Gabriel respira profondément l'air marin de la capitale, le visage dissimulé sous sa lourde capuche, ses riches vêtements cachés sous sa longue cape vert foncé, personne ne prêtait attention à lui. La nuit venait de tomber et personne ne faisait la différence entre un vêtement foncé, qu'il soit bleu ou vert.

Non qu'il ne puisse sortir de nuit du Palais, mais il restait le prince de la Nation d'Émeraude, et secrètement, un maitre-espion indispensable. Peut-être était-ce aussi pour cela qu'il filait dans les ruelles sombres sans que personne ne le remarque, il aurait très bien pu passer par les toits, mais pas aujourd'hui, ce soir il n'était pas un espion, mais un homme, simplement un homme.

Fébrile, il poussa le battant de la taverne et se glissa à l'intérieur. La taverne du loup solitaire était connue pour accueillir de nombreux voyageurs venant des quatre coins du monde, toutes Nations confondues. C'était également le lieu le plus mal famé de tout Aviam, non en raison de son hétérogénéité de client, d'autres tavernes étaient aussi connues pour leur grand nombre d'étrangers et ne posaient aucun problème, mais celle-ci, en plus d'être un lieu de passage, était le temple du jeu. Et Gabriel connaissait très bien le meilleur joueur des lieux. Le prince Émeraude ne devait surtout pas être reconnu ici, surtout pas dans ce lieu où la débauche régnait en maitre. Cela n'était guère étonnant qu'un tel lieu existe dans une ville de plaisir telle qu'Aviam. Tous les débordements étaient possibles ici. La taverne du loup solitaire en était un merveilleux exemple.

Se frayant un chemin entre les tables, il se dirigea vers le fond de la pièce, là où les plus doués faisaient leurs jeux, et où les plus fous venaient les défier. Ses yeux volèrent de visage en visage, il y vit nombreux Saphirs, mais aussi des Tourmalines, des Émeraudes, Perles, Or, Rubis et même des Diamants, bien que plus rares. Même s'ils faisaient partie de la pègre des Nations, chacun portait leur gemme à l'oreille. Dans leur monde, ne pas en porter était le pire des crimes possibles, avec celui de porter une couleur d'une autre Nation, même eux, qui se fichaient bien de leur loi, n'osaient pas aller jusque-là. C'était pire qu'être un paria, sans cela, on n'était rien. Moins qu'un animal. L'image de Lévana lui apparut alors, ses oreilles vierges de toutes gemmes, il frissonna.

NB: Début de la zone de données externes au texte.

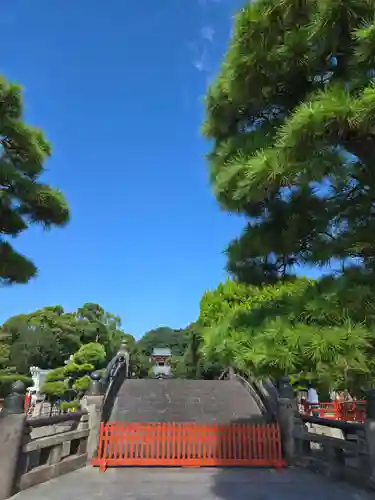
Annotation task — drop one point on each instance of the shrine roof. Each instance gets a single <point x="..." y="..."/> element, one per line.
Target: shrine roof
<point x="159" y="351"/>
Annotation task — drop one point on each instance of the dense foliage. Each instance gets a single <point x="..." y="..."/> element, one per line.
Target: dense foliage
<point x="291" y="115"/>
<point x="291" y="118"/>
<point x="48" y="337"/>
<point x="24" y="200"/>
<point x="72" y="380"/>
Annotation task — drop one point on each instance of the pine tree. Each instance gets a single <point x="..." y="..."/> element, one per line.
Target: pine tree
<point x="292" y="115"/>
<point x="23" y="199"/>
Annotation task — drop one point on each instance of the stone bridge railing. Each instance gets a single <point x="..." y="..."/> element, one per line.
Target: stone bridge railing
<point x="36" y="449"/>
<point x="340" y="450"/>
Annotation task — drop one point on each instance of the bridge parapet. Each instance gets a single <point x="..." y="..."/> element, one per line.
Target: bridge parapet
<point x="340" y="450"/>
<point x="34" y="450"/>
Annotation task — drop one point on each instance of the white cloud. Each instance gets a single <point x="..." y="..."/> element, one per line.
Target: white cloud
<point x="208" y="33"/>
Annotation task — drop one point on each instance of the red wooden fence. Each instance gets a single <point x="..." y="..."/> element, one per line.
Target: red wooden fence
<point x="348" y="411"/>
<point x="189" y="445"/>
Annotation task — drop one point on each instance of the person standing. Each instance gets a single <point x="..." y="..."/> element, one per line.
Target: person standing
<point x="313" y="400"/>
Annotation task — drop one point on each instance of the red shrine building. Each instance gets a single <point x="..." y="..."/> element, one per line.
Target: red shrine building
<point x="160" y="359"/>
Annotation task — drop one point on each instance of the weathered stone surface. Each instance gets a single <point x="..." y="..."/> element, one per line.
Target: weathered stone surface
<point x="12" y="429"/>
<point x="185" y="484"/>
<point x="174" y="400"/>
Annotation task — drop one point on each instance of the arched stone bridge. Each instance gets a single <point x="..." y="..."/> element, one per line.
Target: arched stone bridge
<point x="211" y="424"/>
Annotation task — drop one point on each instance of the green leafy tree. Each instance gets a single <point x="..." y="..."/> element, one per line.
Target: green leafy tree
<point x="72" y="380"/>
<point x="176" y="340"/>
<point x="24" y="200"/>
<point x="290" y="116"/>
<point x="49" y="336"/>
<point x="297" y="329"/>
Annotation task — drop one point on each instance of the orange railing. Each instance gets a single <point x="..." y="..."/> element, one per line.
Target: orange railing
<point x="348" y="411"/>
<point x="189" y="445"/>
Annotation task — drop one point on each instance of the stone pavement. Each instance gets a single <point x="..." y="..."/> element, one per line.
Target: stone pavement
<point x="185" y="484"/>
<point x="178" y="400"/>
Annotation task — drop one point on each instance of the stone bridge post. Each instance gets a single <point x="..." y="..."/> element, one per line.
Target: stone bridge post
<point x="12" y="431"/>
<point x="93" y="403"/>
<point x="286" y="415"/>
<point x="370" y="431"/>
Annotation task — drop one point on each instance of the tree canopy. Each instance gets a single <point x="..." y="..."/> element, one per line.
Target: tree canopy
<point x="49" y="336"/>
<point x="24" y="200"/>
<point x="290" y="116"/>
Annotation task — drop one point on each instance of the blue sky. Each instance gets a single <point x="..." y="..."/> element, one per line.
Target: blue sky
<point x="117" y="87"/>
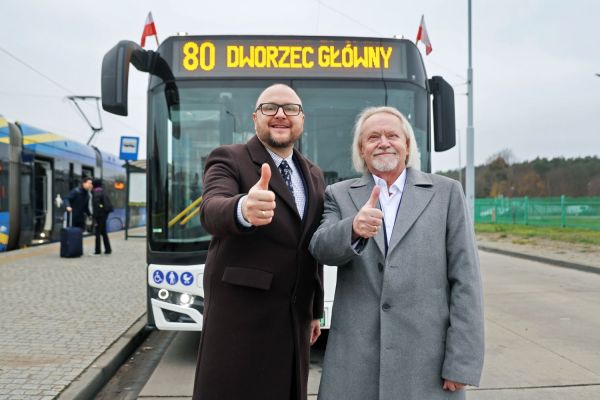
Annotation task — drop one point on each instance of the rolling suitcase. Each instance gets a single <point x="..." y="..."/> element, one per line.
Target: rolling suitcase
<point x="71" y="240"/>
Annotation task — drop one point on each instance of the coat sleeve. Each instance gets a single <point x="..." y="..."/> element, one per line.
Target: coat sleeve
<point x="221" y="194"/>
<point x="463" y="361"/>
<point x="331" y="243"/>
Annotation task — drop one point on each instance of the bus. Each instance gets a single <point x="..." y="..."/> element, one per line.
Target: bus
<point x="201" y="94"/>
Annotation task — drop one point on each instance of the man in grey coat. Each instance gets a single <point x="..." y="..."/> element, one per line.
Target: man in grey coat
<point x="407" y="320"/>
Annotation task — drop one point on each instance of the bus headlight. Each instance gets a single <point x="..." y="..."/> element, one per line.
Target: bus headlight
<point x="163" y="294"/>
<point x="185" y="299"/>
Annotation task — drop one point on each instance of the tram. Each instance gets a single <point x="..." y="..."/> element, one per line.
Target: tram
<point x="202" y="93"/>
<point x="37" y="169"/>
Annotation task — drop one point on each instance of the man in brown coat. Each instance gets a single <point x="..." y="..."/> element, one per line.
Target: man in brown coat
<point x="263" y="294"/>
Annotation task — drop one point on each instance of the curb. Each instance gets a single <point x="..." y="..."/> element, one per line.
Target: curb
<point x="551" y="261"/>
<point x="95" y="376"/>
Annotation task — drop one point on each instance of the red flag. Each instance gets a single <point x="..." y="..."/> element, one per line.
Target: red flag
<point x="423" y="36"/>
<point x="149" y="30"/>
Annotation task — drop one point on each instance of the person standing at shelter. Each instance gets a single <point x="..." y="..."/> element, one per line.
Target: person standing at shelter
<point x="101" y="206"/>
<point x="407" y="320"/>
<point x="77" y="203"/>
<point x="263" y="292"/>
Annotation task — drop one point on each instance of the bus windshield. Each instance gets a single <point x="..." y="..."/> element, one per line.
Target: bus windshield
<point x="215" y="112"/>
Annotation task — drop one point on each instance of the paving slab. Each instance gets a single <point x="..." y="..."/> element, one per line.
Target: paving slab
<point x="59" y="315"/>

Soudain, il le vit. Nonchalamment assis en travers de sa chaise, adossé contre les accoudoirs en velours rouge, il souriait, ses lèvres fines et rougies étaient étirées en une moue malicieuse, tandis que ses yeux d'un noir profond fixés sur son adversaire pour le déstabiliser brillaient de défi. Sa peau plus brune encore que celle des Saphirs était nette et dépourvue de la moindre cicatrice, pas comme celle de Gabriel, qui, bien qu'il soit un prince, n'avait pas peur de combattre et d'abimer son visage. Mais Lorenzo était aussi redoutable qu'il était beau, et il le savait, et jouait là-dessus, il prenait soin de son apparence, jugeant son physique avantageux comme une arme capable de faire plier n'importe qui. Il était grand, athlétique sans être aussi musclé que Gabriel, ses cheveux étaient d'un noir profond, et tombaient sur sa nuque en de délicieuses boucles souples.

Gabriel se souvint d'avoir passé d'innombrables fois ses mains dans ses cheveux soyeux, d'avoir embrassé sa nuque douce, ses longs doigts agiles, ses fossettes.

Lorsque Lorenzo leva enfin les yeux vers lui, il ne sembla pas surpris, sous ses longs cils noirs, ses yeux intelligents le sondaient avec beaucoup trop de calme, ce qui agaça Gabriel. Lui seul avait le cœur qui battait à tout rompre ? Lui seul avait les jambes qui ployaient sous le poids de son corps lorsqu'il le voyait ? Lui seul avait la bouche sèche, incapable de trouver un seul mot à lui dire ?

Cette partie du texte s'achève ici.